Three of Asia's more radical auteurs combine their talents on Three... Extremes.
From the studio that is profitting on the success of Saw II, those fans who don't mind subtitles may be drawn to a trio of diverse, if often wicked horror films.
The first, which actually is available in feature length, is arguably the most explicit.
The lensing of Christopher Doyle (Hero) gives zest to "Dumplings" which centers on Auntie Mei, a very persuasive Bai Ling (Sky Captain and the World of Tomorrow). She has secret ingredients in a recipe for women looking to be eternally youthful.

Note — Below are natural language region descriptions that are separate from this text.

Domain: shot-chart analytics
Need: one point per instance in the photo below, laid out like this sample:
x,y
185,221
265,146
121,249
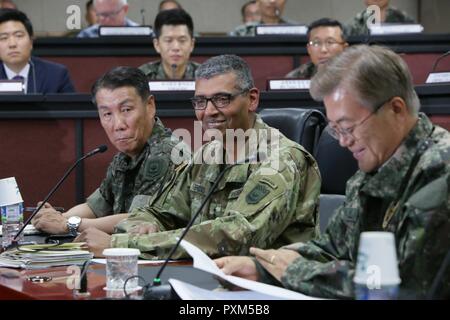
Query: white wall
x,y
213,16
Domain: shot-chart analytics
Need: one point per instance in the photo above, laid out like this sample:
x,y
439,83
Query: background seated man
x,y
109,13
358,25
174,41
16,44
268,202
325,40
140,169
401,187
271,13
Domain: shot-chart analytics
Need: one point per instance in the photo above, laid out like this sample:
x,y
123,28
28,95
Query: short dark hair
x,y
16,15
174,17
89,4
119,77
245,5
163,2
325,22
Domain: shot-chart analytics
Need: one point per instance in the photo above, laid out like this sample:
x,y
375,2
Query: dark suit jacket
x,y
50,77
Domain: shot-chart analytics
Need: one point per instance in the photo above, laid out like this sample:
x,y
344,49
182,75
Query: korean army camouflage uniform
x,y
249,29
265,204
407,196
155,70
358,25
305,71
130,183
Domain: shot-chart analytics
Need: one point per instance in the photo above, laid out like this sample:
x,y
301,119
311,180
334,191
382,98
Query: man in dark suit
x,y
16,44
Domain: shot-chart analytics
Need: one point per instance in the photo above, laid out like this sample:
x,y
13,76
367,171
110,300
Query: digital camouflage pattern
x,y
155,71
358,25
305,71
420,221
254,204
141,178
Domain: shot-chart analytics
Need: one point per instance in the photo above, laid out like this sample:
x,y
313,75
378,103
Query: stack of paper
x,y
257,290
45,255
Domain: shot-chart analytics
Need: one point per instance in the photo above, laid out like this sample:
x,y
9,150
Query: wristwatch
x,y
73,223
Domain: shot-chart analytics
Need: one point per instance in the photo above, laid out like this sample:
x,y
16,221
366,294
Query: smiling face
x,y
320,55
15,45
375,137
175,45
237,115
127,120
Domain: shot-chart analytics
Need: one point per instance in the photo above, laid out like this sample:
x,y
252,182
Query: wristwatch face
x,y
74,221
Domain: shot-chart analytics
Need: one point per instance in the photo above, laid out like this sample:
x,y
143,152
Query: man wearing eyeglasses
x,y
267,196
109,13
325,40
402,185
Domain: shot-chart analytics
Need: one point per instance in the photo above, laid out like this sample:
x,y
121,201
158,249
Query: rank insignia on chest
x,y
257,193
156,167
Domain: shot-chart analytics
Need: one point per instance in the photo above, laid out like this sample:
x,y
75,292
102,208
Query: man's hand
x,y
95,239
243,267
49,220
275,261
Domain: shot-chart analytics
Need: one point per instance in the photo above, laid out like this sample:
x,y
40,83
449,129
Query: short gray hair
x,y
225,64
374,74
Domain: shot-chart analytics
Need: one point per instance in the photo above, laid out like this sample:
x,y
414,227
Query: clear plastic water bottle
x,y
12,221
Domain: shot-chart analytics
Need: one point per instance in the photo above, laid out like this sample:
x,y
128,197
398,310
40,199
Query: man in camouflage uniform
x,y
174,41
140,169
271,12
358,25
325,40
401,187
268,201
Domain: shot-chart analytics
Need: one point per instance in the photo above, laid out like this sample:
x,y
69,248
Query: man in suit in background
x,y
16,44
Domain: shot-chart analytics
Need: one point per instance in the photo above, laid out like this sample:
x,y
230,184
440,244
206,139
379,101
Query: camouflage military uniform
x,y
155,70
408,196
254,204
129,180
305,71
358,25
249,29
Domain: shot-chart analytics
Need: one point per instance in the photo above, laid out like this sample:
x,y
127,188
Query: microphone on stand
x,y
156,291
99,149
174,71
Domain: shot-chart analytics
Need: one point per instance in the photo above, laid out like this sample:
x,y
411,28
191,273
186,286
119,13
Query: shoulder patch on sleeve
x,y
257,194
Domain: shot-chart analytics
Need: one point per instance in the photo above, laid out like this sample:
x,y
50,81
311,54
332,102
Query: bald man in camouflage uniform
x,y
269,202
358,25
401,187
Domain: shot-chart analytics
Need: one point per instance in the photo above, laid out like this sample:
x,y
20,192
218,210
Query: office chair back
x,y
300,125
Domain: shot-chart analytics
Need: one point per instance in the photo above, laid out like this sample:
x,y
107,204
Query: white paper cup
x,y
376,274
121,267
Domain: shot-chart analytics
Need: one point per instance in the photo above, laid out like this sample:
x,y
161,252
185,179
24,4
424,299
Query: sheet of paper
x,y
188,291
203,262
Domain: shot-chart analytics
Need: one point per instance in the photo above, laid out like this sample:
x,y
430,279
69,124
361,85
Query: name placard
x,y
169,85
125,31
397,28
11,86
281,29
289,84
438,77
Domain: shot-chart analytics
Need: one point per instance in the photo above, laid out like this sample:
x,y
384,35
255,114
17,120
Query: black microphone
x,y
99,149
156,291
33,72
174,70
438,60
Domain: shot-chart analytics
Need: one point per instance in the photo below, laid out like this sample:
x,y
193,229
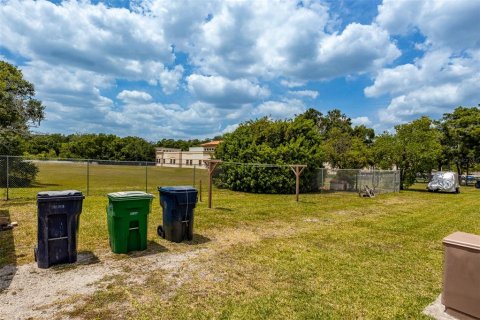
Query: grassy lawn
x,y
265,256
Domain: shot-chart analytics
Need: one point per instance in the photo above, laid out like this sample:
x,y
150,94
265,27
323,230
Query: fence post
x,y
8,169
194,166
200,191
297,169
212,164
146,177
88,177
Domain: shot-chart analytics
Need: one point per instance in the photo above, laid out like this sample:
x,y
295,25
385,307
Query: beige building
x,y
171,157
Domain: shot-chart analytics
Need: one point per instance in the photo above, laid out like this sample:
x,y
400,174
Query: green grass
x,y
329,256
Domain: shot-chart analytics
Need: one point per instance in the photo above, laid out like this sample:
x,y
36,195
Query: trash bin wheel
x,y
160,232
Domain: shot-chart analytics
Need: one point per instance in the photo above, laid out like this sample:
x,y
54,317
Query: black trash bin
x,y
58,221
178,204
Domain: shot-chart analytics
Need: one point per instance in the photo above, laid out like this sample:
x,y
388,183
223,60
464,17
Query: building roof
x,y
213,143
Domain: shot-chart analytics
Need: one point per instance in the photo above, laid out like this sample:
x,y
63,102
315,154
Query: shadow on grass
x,y
152,248
42,185
18,202
8,259
198,239
415,190
84,258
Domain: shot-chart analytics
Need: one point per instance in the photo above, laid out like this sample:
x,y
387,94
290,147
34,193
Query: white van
x,y
446,181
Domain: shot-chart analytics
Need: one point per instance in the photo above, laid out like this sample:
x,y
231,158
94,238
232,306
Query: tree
x,y
461,137
264,141
19,111
414,148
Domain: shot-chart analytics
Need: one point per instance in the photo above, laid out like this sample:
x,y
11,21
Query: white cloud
x,y
278,38
287,108
361,121
223,92
108,41
448,23
170,79
447,75
292,84
305,93
133,96
230,128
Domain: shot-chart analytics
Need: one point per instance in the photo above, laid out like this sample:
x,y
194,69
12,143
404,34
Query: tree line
x,y
315,139
312,138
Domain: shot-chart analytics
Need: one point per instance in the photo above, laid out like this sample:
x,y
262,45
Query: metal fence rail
x,y
23,178
355,180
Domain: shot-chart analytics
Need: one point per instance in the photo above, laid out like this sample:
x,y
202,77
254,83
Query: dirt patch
x,y
48,293
436,310
37,293
393,201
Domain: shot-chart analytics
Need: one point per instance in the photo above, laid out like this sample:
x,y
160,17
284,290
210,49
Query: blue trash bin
x,y
58,222
178,204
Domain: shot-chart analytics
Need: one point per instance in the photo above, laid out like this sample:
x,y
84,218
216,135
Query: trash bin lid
x,y
59,195
129,195
463,239
177,189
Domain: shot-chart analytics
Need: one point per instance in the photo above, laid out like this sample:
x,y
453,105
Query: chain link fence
x,y
355,180
23,178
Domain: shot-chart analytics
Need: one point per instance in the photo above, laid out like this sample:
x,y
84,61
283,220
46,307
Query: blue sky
x,y
187,69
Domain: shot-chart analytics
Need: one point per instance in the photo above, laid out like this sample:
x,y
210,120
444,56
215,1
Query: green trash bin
x,y
127,217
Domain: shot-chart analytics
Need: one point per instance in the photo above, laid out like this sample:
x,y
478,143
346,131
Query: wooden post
x,y
200,191
212,164
297,169
146,176
194,175
88,177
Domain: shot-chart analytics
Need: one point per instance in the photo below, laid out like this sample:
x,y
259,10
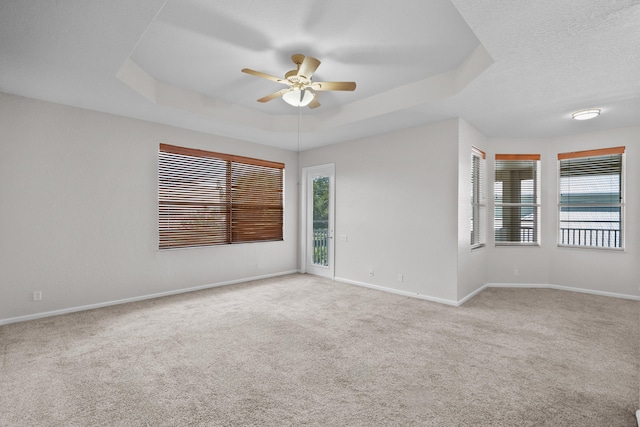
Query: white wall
x,y
396,201
603,271
78,195
472,263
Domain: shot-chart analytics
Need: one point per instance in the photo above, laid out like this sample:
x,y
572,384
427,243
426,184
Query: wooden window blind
x,y
208,198
591,198
517,199
478,197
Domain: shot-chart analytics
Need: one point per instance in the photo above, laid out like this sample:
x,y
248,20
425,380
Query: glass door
x,y
319,244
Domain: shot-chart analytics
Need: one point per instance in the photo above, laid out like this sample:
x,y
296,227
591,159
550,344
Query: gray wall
x,y
78,191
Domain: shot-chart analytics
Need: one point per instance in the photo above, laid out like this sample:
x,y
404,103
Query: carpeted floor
x,y
301,350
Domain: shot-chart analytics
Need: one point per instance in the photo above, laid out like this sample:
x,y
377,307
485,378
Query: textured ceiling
x,y
512,69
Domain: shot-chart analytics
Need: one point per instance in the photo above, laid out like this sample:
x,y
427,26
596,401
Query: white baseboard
x,y
482,288
397,291
563,288
138,298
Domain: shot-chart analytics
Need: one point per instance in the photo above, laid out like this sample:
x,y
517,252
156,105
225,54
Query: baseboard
x,y
138,298
564,288
397,291
488,285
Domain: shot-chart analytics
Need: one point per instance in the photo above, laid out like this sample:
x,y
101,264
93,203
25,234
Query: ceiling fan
x,y
301,90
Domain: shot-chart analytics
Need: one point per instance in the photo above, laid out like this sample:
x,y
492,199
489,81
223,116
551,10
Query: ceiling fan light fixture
x,y
590,113
298,98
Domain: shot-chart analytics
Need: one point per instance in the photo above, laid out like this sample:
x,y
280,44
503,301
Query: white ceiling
x,y
510,68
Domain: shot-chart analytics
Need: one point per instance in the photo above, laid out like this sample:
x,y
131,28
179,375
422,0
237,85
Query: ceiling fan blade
x,y
314,103
273,95
264,75
308,67
333,85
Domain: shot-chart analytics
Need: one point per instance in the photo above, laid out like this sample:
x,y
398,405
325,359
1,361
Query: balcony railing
x,y
588,237
594,237
320,242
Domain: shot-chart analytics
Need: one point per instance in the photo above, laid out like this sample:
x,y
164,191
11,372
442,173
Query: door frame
x,y
307,173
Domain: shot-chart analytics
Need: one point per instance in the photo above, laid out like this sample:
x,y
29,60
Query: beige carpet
x,y
300,350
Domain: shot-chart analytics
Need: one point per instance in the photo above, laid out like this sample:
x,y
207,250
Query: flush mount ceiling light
x,y
591,113
298,98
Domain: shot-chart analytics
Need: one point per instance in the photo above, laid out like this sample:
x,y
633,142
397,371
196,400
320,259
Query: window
x,y
211,198
478,197
590,204
517,199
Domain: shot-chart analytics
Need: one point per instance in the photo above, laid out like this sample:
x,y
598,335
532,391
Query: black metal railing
x,y
594,237
587,237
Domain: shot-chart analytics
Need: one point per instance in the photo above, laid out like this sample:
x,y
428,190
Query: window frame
x,y
209,199
478,198
535,205
594,154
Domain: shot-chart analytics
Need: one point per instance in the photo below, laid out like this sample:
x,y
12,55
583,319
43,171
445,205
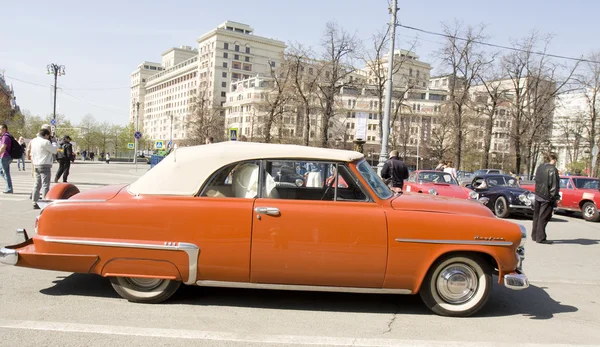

The entertaining, but rather disgusting "Dumplings" also has a couple of lurid sequences involving a pregnant schoolgirl.
South Korean filmmaker Park Chanwook provides plenty of violence in "Cut" where a successful director is held hostage by a stranger. Park's "Oldboy" had some of the same type of vengeance-inspired mood as this episode has.
The last short subject of this anthology is "Box" from wild Japanese director Takashi Miike. "Box" is more low-key than much of his oeuvre, elegantly crafted, and rather subliminal. It centers on a successful novelist haunted by something from her family's past when she was 10-years-old.
If Three... Extremes doesn't exceed the sum of its intense, macabre parts, it's a slick, if unnerving creep show influenced by the likes of Stephen King and Edgar Allan Poe.